In response to allegations of torture in Zimbabwe by that country’s police during the 2007 national election the Southern African Litigation Centre (SALC), in co-operation with the Zimbabwe Exiles Forum, approached the SAPS to investigate the allegations.
With no response from the SAPS forthcoming, the court was asked to intervene. And when the court ordered the SAPS to investigate the allegations, the SAPS adopted a tactic similar to the one regarding the Khampepe Report.

The SAPS continued to appeal, until the Constitutional Court on 30 October 2014 unanimously ruled that all previous court rulings were correct and that the SAPS was obliged to investigate the torture allegations.

Failure by the SAPS to comply with the Constitutional Court’s ruling would be a serious transgression and would constitute a violation of South Africa’s obligations under both domestic and international law to investigate a case which could be considered a crime against humanity.

Asking South African courts for a ruling on torture allegations by the Mugabe regime is a landmark event, being the first of its kind to be brought in terms of the South African International Criminal Court (ICC) Act.

Signatory to the Rome Statute, the international agreement that set up the ICC, South Africa is obliged to ensure that perpetrators of crimes against humanity and similar crimes must be brought to justice irrespective of where it occurred.
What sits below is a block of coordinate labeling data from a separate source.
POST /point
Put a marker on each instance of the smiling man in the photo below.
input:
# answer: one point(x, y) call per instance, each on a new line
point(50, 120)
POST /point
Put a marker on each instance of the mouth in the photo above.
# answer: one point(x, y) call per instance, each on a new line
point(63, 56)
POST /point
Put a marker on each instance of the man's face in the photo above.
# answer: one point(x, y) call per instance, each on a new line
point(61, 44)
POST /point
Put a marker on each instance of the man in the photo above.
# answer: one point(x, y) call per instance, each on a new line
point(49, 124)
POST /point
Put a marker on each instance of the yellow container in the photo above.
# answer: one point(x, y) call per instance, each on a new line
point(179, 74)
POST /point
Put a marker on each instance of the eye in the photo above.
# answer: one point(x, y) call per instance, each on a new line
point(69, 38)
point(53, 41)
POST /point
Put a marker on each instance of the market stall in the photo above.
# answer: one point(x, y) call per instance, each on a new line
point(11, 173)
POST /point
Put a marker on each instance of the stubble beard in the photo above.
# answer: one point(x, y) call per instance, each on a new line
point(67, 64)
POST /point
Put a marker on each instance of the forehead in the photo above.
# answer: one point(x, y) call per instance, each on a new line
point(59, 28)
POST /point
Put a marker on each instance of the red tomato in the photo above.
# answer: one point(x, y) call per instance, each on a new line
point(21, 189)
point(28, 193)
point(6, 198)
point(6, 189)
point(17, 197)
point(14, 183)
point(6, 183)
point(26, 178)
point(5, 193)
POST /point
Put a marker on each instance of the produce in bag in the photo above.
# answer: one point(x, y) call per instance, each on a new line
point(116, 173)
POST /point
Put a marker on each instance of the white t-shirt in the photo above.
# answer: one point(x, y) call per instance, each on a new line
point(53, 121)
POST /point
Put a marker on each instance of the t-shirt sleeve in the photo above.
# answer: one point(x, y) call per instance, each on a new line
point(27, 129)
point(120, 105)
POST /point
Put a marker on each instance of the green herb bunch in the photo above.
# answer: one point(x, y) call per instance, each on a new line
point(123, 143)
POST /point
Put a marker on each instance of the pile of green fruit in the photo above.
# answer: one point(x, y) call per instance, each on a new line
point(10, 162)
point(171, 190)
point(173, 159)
It remains to be seen if anything will come of the ruling by the Constitutional Court.
Facing a myriad of its own seemingly insurmountable problems and challenges, it is difficult to imagine the SAPS listing accusations of torture by the Mugabe regime as a priority, notwithstanding the Constitutional Court’s ruling and South Africa’s obligation under the Rome Statute.

It is not only a matter of capacity, which is in short supply, to investigate such a complex case, but there is also the cost factor. Past examples have shown that similar cases have been notoriously complex, slow and expensive, with a slim chance of success.

But most importantly, the question that needs to be answered is whether the political will exists to execute the court ruling. An effective investigation of this nature requires serious political will and many commentators agree this simply does not exist.

With the Zuma administration preferring, in general, a policy of non-interference in the internal affairs of other countries and with South Africa’s relations with Zimbabwe still defined by the so-called quiet diplomacy, it is most unlikely that much pressure, if any, will be placed on the SAPS.

The ruling of the Constitutional Court presented the South African government with a rare opportunity to regain some of the moral leadership lost by persisting with a policy long after it has proved its ineffectiveness.

Writing in Daily Maverick Simon Allison comes to the conclusion that, “Perhaps the most significant practical outcome is that the decision (by the Constitutional Court) establishes South Africa as hostile territory for perpetrators of crimes against humanity, genocide and war crimes. Regardless of the executive’s approach, South African courts have proved that they can and will live up to their responsibilities in this regard ...”

In the two cases regarding Zimbabwe, the courts in South Africa have ruled in favour of justice. Now it is for the South African government to show courage and political will in the name of justice for the long-suffering people in that country.